In the bottom of the 7th, Berkman singled on a ball hit to the SS and barely beat the throw. Berkman beat the throw because he busted his ass down the line, like always. The hustle of Berkman followed by a walk to Freese allowed for Molina to drive in Berkman on a single to center. That run allowed all of us to breathe a little better and start to feel the dream unfold. TLR did a good job of using Arthur Rhodes, Dotel, Lynn and Motte to finish it off. Cards win game 6-2, series 4-3 and become the World Series Champs for the 11th time.
For just a few more thoughts, I really thought that Carpenter deserved to get the WS MVP. He pitched 3 great games against a team that no one thought we had a chance to beat, just like the Phillies and the Brewers. As long as it went to Carpenter, Berkman or Freese, I was OK with it. I just think that Carpenter deserved it a little more. With this season being a bit of the exception to the rule in that good pitching beats good hitting every time, in the end, pitching won us games 1 and 7, and it was Carpenter both times.

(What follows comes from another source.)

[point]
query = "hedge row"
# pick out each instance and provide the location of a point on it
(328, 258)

I’m not going to get into why I still think the Cardinals should let Pujols walk now, or bash TLR in any way. TLR had his finest season as a manager, made a lot of moves that had a lot of us scratching our heads, but they worked more times than not. In the end, he left no doubt that he is one of the greatest managers of all time. I can no longer call the Colby Rasmus trade a failure, because without the pieces we got in return, we don’t win it all. I hope to see TLR back in St. Louis next year now. The Cards are World Series Champions. In the end, that’s all that matters. Congratulations to the 2011 St. Louis Cardinals, it really was like watching a dream come true.
For one final thought, I want to say Fuck You to the Philadelphia Phillies fans, because, after all, you said it to me many times when I was stationed Maryland in the military and went to numerous games to watch the Cards in Philly. You guys wanted to be the New York Yankees of the National League. You have the second highest payroll in baseball, and even I was surprised to see that this year’s payroll for your team was ahead of the Red Sox. So while most Cardinal fans are calm, passionate and applaud other team’s great play at times, we also stray away from the nonsense like throwing D batteries at players, booing Santa Claus, cheering when opposing players get hit in the head, pointing lazer lights in the eyes of opposing hitters, booing HOF’er Mike Schmidt, etc. There should be books written about how you truly are the worst fans in sports. I guess you’ll just have to get by with the Sports Illustrated naming the Phillies and Eagles fans as the worst. You guys forgot that the games had to be played. You may very well win 2 or 3 WS with the team you have, but not this year.
In fact, the curse of signing Michael Vick by the Eagles may have doomed not only the Eagles, but the Phillies, Flyers and Sixers for years to come. Sorry, I just couldn’t cheer for a guy who did what he did to dogs, and not for money, for pure enjoyment. Vick was the highest paid player in football, and used that for dog fighting because of the evil in his heart. Sure, he can say all the right things now, but I’m calling BS. You had 2 dream teams in 2011, and will win zero championships. I would have given you a pass, but more than a couple of Philly fans had to come on to my blog and talk shit. Well, just as they were deleted, so were you. Isn’t it ironic that the real “Rocky” is Chris Carpenter, and he ended your season.